Struggles at the funeral parlor
Junyee renders mortuary services to survive. At the funeral parlor owned by the Chinese, Mr. Chua (Gab Carreon), Junyee gets ill. Mr. Chua is frightened by Junyee’s condition, and orders him to leave. Aided by his friend, Pilar (Anna Escobia), Junyee begs Mr. Chua to keep him. The task of persuading seems difficult for the two as Nardo (Gabriel Aldrin Mendoza) spits invectives at them. But Mr. Chua has a change of heart when Junyee tells him that he was disowned by his father. Mr. Chua finally decides that Junyee works as a make-up artist at the mortuary after seeing Junyee’s painting of his mother.
Balag, the installation art protest
While studying at University of the Philippines Diliman as a Fine Arts student, Junyee builds Balag, an installation art protest against the prevailing Martial Law. Balag has captured the attention of multitude who hang different objects to express their sentiments against the political turmoil of the time.
Balag is a historical installation that brought to the awareness of people that art could be used as a platform for protest, and that the sentiments of the people are essential part of it.
Two brands of love
At the University of the Philippines Los Banos, Junyee distributes copies of the Collegian for his organization, Kapatirang Plebeians. At UPLB, he meets Tess (Kathleen Galula) who is applying for membership. In her reporting to Junyee, Tess bares her affection for Junyee which he reluctantly accepts for fear of making life uncomfortable for her. Tess tells Junyee that she is willing to live a difficult life as love is for the brave, unafraid to face life’s trials. Junyee retorts that love could not bear to see the loveone in pain.
The divergent views about love is united by the matrimonial cord.
Deaths that haunt the matrimonial bed
Junyee’s matrimonial sleep is haunted by the deaths of friends, including Pilar, who were killed during Martial Law. Pilar who has unrequited love for Junyee joined the kilusan at the time when there is no hope for her to win Junyee’s affection. In a radio news, it is reported that Pilar is killed during an encounter with the military.
Pilar re-appears on stage in cold flesh to tell Junyee that he has become selfish again. The eeriness of the scene is created as Pilar seems to speak through Tess. Seeing her husband in distress, Tess comforts Junyee by reminding him of Balag he created. Tess convinces Junyee to open it again, to allow her become part of it, part of his creation, part of his life.
The immersive BALAG
The concept of setting-up balag at the entrance of NCAS Auditorium is a foreshadowing of an immersive theater experience. It semaphores the idea that audiences will take part in the construction of the total theatrical experience. This participation is unveiled as Junyee encourages the audiences to write their sentiments on pieces of paper. which they could post on the balag surrounding them.

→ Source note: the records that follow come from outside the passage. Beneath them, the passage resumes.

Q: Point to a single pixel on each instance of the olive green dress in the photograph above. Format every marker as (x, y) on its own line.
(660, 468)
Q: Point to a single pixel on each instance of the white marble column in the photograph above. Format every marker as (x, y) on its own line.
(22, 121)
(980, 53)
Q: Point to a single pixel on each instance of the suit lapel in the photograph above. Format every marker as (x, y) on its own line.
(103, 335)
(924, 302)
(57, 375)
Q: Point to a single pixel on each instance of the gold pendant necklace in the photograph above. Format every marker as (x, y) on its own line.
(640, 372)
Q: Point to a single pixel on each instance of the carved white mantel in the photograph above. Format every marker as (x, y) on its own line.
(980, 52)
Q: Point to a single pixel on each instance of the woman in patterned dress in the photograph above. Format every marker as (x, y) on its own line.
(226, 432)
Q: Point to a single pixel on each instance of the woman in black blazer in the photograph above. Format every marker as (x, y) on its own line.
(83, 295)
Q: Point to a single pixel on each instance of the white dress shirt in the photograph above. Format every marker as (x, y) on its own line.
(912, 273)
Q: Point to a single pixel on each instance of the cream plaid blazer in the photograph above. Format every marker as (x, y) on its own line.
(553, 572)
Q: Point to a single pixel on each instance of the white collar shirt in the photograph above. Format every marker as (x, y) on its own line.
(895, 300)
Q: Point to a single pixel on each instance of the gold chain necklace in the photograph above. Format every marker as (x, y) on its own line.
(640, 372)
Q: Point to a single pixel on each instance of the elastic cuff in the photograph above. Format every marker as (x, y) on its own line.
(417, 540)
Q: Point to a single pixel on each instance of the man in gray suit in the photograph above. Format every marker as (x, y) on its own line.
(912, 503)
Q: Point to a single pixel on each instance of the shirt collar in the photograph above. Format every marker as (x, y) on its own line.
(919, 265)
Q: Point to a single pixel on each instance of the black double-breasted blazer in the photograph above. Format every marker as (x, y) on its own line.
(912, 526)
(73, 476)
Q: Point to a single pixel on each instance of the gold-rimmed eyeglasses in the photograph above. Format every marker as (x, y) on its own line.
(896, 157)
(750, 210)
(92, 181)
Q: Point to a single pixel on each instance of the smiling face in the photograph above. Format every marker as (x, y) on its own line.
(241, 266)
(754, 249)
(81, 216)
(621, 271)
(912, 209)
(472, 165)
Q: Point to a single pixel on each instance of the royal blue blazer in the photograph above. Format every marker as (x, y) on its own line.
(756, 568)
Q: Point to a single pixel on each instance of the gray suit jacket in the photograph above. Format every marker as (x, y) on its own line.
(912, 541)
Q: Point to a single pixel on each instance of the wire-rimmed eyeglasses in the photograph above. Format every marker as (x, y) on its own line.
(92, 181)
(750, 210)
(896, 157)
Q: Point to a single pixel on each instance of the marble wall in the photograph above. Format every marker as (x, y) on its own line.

Immersion in the play is strategized by breaking the imaginary fourth wall that separates the performers from the audiences. The entrance of Junyee from the audience area at the early part of the play, the scenes outside the proscenium stage, and the public address of Junyee have made the imaginary wall non-existent.
Representationalism in BALAG
Representationalism in staging exposes creative ways of signifying realities.
The birthday celebration of the protagonist, which is the opening scene, is made festive and colorful through the skillful manipulation of lighting and of the chorus playing non-human roles – chair, table, food, fruits, and utensils. Costumes, headdresses and hand props are installations of different materials – indigenous, plastic, recycled, rubber, and textile. Sculptural pieces are represented by installations of bamboos and pantomimic movement. Funeral parlor is simulated by filling rectangular structures made of bamboos with makeshift corpses. Changes in time and space occur in a unit set through addition of stage properties, variations of movement, as well as shifts in lighting composition.
The impact that balag had created during Martial Law had reverberated in the musical, BALAG, that re-staging has to be another theatrical structure.